Soal hati dan perasaan Imam Syahid melaui taujihnya; “seandainya mereka bela dada ini maka yang akan tampak adalah wajah-wajah mereka, dan permasalhan-permasalahan mereka. Inilah bukti cinta perasaan”.
Maka jelas, Kredibilitas individu karena kekuatan akhlak, dan kekokohan aqidah akan sangat memperngaruhi kredibilitas masyarakat. Dewasa iini kita harus belajar dari sebuah sejarah, karena sejarahlah  kita bisa mempelajari peraturan antar peristiwa, memahami sebuah perubahan dan memahami narasi hari kemarin hari ini dan hari esok yang kesemuanya memiliki keterkaitan. Minimal ada dua model sejarah yang kita temukan, pertama model sejarah yang bisa kita sebut model sejarah jahiliyah dan kedua model sejarah Islamiyah wa rabbaniyah, dimana individu adalah kunci dari bangunan sejarah dan peradaban.

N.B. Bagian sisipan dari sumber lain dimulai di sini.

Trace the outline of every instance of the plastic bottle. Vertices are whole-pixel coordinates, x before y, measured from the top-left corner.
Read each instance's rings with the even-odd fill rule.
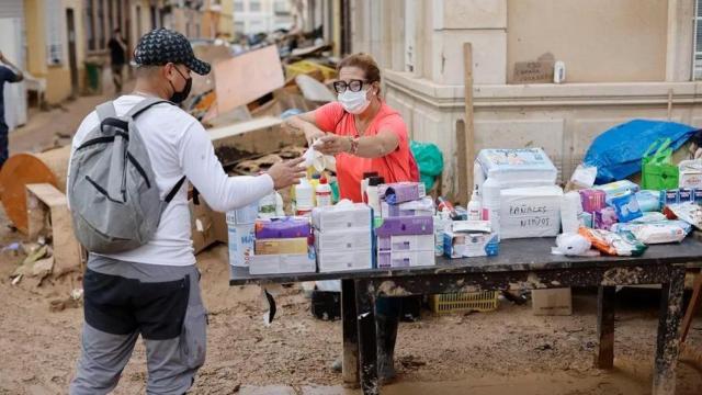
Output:
[[[483,221],[489,221],[492,233],[500,233],[500,183],[488,177],[483,183]]]
[[[312,185],[313,192],[317,191],[317,187],[319,187],[319,179],[321,179],[321,176],[319,173],[312,174],[312,180],[309,180],[309,184]],[[315,207],[317,206],[317,194],[316,193],[313,194],[312,204]]]
[[[299,180],[299,183],[295,185],[296,215],[308,215],[314,207],[313,199],[314,191],[309,181],[307,179]]]
[[[361,199],[363,200],[363,203],[369,203],[366,198],[365,198],[365,189],[369,188],[369,180],[371,179],[371,177],[378,177],[377,171],[367,171],[363,173],[363,178],[361,179]]]
[[[483,202],[478,194],[478,185],[475,185],[473,194],[471,195],[471,202],[468,203],[468,221],[483,219]]]
[[[315,198],[317,207],[330,206],[331,205],[331,187],[327,183],[327,179],[321,177],[319,179],[319,185],[315,190]]]
[[[373,216],[381,217],[381,195],[377,191],[377,185],[385,183],[385,179],[382,177],[371,177],[369,179],[369,187],[365,189],[365,196],[367,205],[373,208]]]

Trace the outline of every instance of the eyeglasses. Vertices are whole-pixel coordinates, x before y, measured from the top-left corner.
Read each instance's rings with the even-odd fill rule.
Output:
[[[347,88],[351,91],[351,92],[359,92],[361,91],[361,89],[363,89],[363,84],[365,83],[364,80],[350,80],[349,82],[347,81],[335,81],[333,82],[333,90],[337,93],[343,93],[347,91]]]

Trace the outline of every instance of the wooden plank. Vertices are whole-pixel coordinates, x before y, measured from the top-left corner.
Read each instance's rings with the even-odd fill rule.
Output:
[[[26,200],[30,239],[36,238],[43,230],[48,230],[44,226],[48,216],[54,249],[54,275],[80,270],[81,250],[73,234],[66,195],[48,183],[27,184]]]
[[[458,193],[455,195],[455,201],[463,204],[468,204],[468,167],[462,163],[467,163],[467,142],[465,135],[465,122],[463,120],[456,121],[456,162],[458,163]]]
[[[653,395],[673,395],[676,393],[676,366],[680,356],[679,334],[683,306],[684,268],[670,269],[669,276],[670,282],[664,284],[660,297]]]
[[[595,368],[614,368],[614,286],[600,285],[597,295],[597,354]]]
[[[343,337],[343,383],[350,387],[359,385],[359,328],[355,309],[355,284],[353,280],[341,281],[341,319]]]
[[[275,45],[214,65],[219,114],[252,102],[283,87],[283,66]]]
[[[684,318],[682,319],[682,337],[680,338],[680,345],[684,343],[684,340],[688,338],[690,325],[692,325],[692,317],[694,317],[694,313],[698,311],[701,303],[702,272],[698,273],[694,278],[694,285],[692,285],[692,298],[690,298],[690,305],[688,306],[688,309],[684,313]]]
[[[467,160],[458,167],[466,168],[467,185],[458,188],[458,195],[465,194],[467,204],[468,188],[473,189],[473,163],[475,161],[475,125],[473,114],[473,45],[471,43],[463,44],[463,67],[464,67],[464,90],[465,90],[465,153]]]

3 (Tiga) Aspek yang membentuk Peradaban, sejarah : al asykhoos; manusia, al Afkar; ide, gagasan dan al wasaail mawaaridiyyal mustakhdimiyyah : Sarana yang menopang. Lalu kaitannya dengan al asykhoos; manusia, akan berbanding lurus dengan Struktur atau tatanan masyarakat dan Kultur Budaya. lintas sejarah akan kembali terulang. menjadi hikmah bilamana kita mengambil sejarah peradaban jahiliyah, yang membentuk kesemerautan struktural masyarakat jahiliyah dan kultur budayanya, ini bisa kita sebut dengan model sejarah jahiliyah  adalah permasalahan dalam penyimpangan akhlak yang merasuk kedalam tabiat dan watak pada saat itu, saling mejajah satu sama lain. Salah satu budaya yang sangat “jahiliyah” adalah mengubur hidup-hidup anak perempuan yang baru lahir, karena mereka menganggap aib bagi suku. lalu mengapa kemudian diutusnya Rasulullah adalah misi untuk mengislah "memperbaiki" akhlak. beliaulah sosok yang mengtrandensi sistem. maka jika strukural masyarakat dan budaya masyarakat ini bangsa ini ingin diperbaruhi "tahgyiir" maka kuncinya ialah perbaikan individual. Individu yang mencetuskan narasi ide dan menciptakan sarana-sarana penopang.
Atau melihat bagaiman model sejarah Islamiyah. Salah satunya Penundukan dinding konstatinopel. Sebuah sejarah  pertarungan bukan juga pertempuran, tapi cerita sejarah  tentang pikiran besar dibalik penaklukan yang kata kuncinya adalah kurikulum Murad II. Maka cerita ini dimulai dari pengisian bahan-bahan pikiran.Dua puluh dua hari Murad II mengepung Konstantinopel dari arah barat, namun benteng paling kokoh di zamannya selalu melumpuhkan para penantang, sebagaimana ia telah melumpuhkan pasukan muslim selama delapan abad. Namun mimpinya tidak mati, ia inspirasikan ke anaknya Muhammad II hingga mengalir di jiwa dan darahnya lalu menjadi tujuan hidupnya.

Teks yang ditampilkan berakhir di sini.